Laser beam divergence How can I calculate the divergence of a laser beam by diffraction? I want to find the following relation,
$$
\Delta\Omega = \frac{\lambda^2}{A},
$$
where $\lambda$ is the wavelength and $A$ is the area.

this is the laser in a cavity.
 A: I will assume that you are asking about laser beams in the fundamental, diffraction limited Gaussian mode.  The standard expression for the divergence angle of a Gaussian beam in the far field is (see the Wikipedia page on Gaussian beams) 
$$
\theta=\frac{\lambda}{\pi\omega_0}
$$
where $\omega_0$ is the so-called waist size of the Gaussian beam.  From here you can calculate the solid angle subtended by the beam which is given, in the small $\theta$ limit, as
$$
\Theta\simeq\pi\theta^2=\frac{\lambda^2}{\pi\omega_0^2}=\frac{\lambda^2}{A},
$$
where $A$ is the area of the beam's waist.  

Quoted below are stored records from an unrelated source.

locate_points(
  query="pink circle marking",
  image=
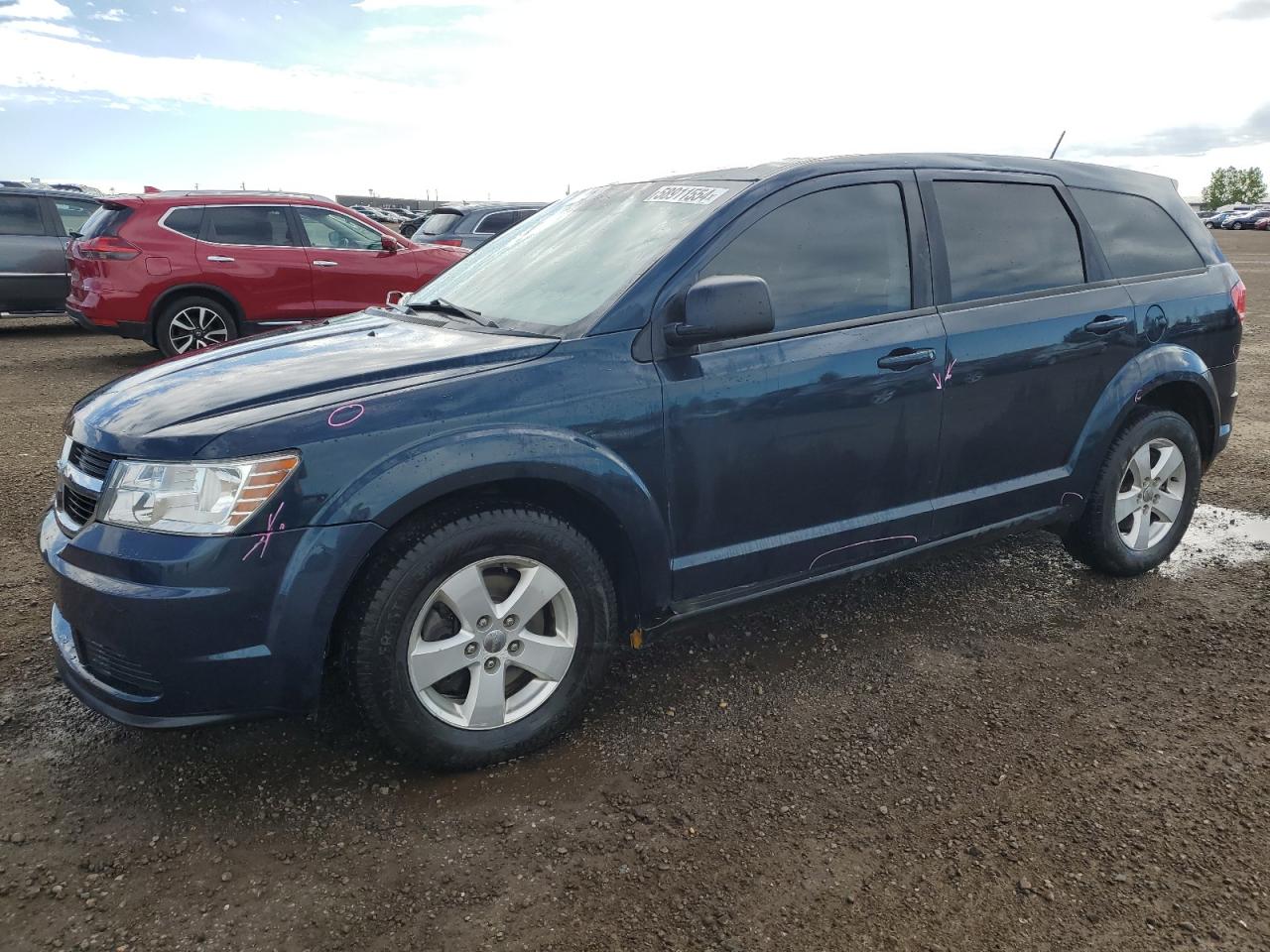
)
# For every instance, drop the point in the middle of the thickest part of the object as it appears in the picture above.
(345, 416)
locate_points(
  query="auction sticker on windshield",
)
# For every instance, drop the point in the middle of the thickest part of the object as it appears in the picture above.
(686, 194)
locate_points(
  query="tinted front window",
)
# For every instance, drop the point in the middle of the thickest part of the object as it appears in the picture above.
(1007, 239)
(1135, 234)
(327, 229)
(21, 216)
(439, 223)
(495, 222)
(187, 221)
(828, 257)
(562, 267)
(248, 225)
(73, 213)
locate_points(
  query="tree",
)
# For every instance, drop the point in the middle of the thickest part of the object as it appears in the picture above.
(1230, 185)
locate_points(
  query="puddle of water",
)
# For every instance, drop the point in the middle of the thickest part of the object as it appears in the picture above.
(1219, 537)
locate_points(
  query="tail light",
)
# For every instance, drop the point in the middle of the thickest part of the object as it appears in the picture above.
(107, 246)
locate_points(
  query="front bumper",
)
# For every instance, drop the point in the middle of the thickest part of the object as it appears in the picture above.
(171, 631)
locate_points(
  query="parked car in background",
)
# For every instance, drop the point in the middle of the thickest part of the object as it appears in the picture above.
(1247, 220)
(468, 225)
(666, 398)
(35, 227)
(182, 271)
(376, 213)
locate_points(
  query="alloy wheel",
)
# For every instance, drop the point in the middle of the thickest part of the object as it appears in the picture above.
(195, 327)
(493, 643)
(1151, 494)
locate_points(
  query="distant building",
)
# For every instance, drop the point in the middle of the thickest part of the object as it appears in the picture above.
(421, 204)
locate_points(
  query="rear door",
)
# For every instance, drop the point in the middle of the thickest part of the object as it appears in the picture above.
(1037, 329)
(254, 253)
(813, 447)
(349, 267)
(32, 257)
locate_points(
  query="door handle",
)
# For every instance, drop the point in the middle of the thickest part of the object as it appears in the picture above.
(903, 359)
(1106, 321)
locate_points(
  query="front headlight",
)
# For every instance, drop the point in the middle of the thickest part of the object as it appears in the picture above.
(191, 499)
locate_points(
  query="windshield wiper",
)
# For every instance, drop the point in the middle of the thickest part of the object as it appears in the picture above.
(443, 306)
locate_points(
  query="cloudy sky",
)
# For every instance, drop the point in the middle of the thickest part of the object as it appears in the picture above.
(524, 98)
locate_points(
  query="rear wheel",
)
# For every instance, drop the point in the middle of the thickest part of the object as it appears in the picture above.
(193, 324)
(1143, 498)
(480, 638)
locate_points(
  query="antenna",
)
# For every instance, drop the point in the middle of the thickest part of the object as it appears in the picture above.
(1058, 144)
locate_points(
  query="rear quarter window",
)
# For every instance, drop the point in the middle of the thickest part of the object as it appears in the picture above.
(187, 221)
(19, 214)
(1137, 235)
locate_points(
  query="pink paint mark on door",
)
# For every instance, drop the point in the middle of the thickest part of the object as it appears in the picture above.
(262, 538)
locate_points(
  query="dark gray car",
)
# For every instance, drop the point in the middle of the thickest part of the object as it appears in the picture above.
(467, 225)
(35, 227)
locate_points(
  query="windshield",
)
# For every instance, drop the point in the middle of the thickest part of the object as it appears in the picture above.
(558, 268)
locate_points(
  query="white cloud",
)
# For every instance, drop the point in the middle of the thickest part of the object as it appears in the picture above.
(583, 93)
(35, 10)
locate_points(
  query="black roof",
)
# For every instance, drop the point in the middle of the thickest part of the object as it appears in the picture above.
(1071, 173)
(50, 191)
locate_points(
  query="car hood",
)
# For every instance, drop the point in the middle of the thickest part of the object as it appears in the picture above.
(176, 407)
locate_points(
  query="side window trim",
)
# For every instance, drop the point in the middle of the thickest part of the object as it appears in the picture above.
(1097, 273)
(207, 220)
(921, 293)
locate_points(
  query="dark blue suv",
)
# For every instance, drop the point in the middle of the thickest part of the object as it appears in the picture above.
(644, 403)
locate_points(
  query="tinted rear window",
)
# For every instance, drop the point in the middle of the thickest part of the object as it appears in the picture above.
(439, 223)
(187, 221)
(1135, 234)
(21, 216)
(495, 222)
(826, 257)
(248, 225)
(1006, 238)
(105, 221)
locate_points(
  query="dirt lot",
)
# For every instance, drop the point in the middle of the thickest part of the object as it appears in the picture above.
(997, 751)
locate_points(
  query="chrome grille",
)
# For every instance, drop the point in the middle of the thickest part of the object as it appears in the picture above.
(80, 476)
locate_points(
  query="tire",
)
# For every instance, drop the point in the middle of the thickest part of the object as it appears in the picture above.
(1132, 547)
(417, 613)
(193, 324)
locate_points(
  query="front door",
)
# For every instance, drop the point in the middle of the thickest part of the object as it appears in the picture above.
(350, 268)
(1035, 331)
(813, 447)
(253, 253)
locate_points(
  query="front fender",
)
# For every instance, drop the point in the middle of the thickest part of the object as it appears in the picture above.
(414, 477)
(1148, 371)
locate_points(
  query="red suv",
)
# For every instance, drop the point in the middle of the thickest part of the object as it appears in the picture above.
(187, 270)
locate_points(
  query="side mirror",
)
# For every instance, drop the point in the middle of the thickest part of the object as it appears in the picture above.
(722, 307)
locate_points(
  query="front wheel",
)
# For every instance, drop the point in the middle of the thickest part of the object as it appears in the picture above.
(193, 324)
(480, 638)
(1143, 498)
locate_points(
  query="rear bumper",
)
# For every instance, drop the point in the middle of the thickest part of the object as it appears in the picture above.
(173, 631)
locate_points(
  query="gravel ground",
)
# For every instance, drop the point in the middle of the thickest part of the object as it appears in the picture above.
(997, 751)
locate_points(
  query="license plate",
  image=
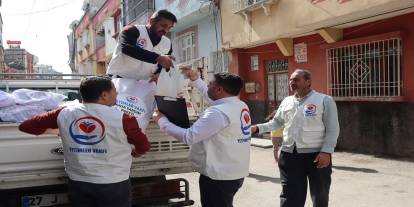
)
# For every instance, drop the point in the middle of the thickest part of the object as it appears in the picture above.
(44, 200)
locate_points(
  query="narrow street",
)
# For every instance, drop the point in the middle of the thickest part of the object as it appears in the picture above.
(358, 180)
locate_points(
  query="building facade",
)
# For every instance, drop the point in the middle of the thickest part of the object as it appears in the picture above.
(358, 52)
(196, 36)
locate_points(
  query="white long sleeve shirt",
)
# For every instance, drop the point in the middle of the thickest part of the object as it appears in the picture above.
(210, 122)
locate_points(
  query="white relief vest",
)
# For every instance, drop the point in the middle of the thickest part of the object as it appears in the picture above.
(226, 155)
(96, 149)
(129, 67)
(303, 124)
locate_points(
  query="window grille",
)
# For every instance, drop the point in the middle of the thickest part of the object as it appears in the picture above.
(274, 66)
(135, 9)
(365, 70)
(277, 79)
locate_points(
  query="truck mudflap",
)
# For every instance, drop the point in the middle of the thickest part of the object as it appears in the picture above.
(157, 191)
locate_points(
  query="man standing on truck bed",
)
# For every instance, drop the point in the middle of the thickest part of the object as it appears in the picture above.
(219, 139)
(97, 143)
(143, 49)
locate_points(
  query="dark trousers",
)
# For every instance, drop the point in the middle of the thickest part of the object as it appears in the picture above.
(218, 193)
(83, 194)
(295, 172)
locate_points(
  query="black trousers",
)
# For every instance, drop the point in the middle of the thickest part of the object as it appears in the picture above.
(296, 169)
(83, 194)
(218, 193)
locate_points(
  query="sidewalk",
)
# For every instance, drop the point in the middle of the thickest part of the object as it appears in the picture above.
(357, 180)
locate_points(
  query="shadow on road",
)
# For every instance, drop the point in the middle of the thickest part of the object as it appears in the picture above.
(355, 169)
(262, 178)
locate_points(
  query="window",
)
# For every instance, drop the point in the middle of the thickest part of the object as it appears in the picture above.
(367, 70)
(219, 61)
(277, 79)
(186, 46)
(254, 62)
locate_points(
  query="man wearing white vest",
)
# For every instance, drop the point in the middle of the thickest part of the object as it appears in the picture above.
(143, 49)
(98, 141)
(311, 130)
(219, 139)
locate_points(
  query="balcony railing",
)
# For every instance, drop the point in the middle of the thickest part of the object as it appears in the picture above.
(244, 6)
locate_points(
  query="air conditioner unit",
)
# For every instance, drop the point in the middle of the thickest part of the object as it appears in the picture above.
(251, 2)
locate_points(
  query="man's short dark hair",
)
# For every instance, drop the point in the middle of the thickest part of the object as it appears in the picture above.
(163, 13)
(92, 87)
(231, 83)
(305, 73)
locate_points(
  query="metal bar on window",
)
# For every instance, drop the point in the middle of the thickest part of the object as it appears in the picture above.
(371, 69)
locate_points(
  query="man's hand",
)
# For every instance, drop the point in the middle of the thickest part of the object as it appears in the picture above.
(190, 73)
(166, 61)
(254, 129)
(323, 160)
(157, 115)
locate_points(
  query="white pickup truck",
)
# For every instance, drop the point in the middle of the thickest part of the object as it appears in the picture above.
(32, 171)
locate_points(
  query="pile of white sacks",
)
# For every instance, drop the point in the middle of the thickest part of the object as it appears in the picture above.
(24, 104)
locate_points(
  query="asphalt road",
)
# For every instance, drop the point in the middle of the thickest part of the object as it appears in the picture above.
(357, 180)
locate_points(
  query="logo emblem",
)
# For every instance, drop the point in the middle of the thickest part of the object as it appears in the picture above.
(141, 42)
(310, 110)
(245, 122)
(87, 130)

If you are looking for a derivatation which starts at a more fundamental level than that, then you should pick up any textbook on lasers.  Any textbook you can find will cover the derivation of the Gaussian modes of a laser beam from the wave/Helmholtz equation.  You can also look at section 2.1 of my thesis where I sketch out the derivation from the Helmholtz equation although I stop slightly short of deriving the divergence angle.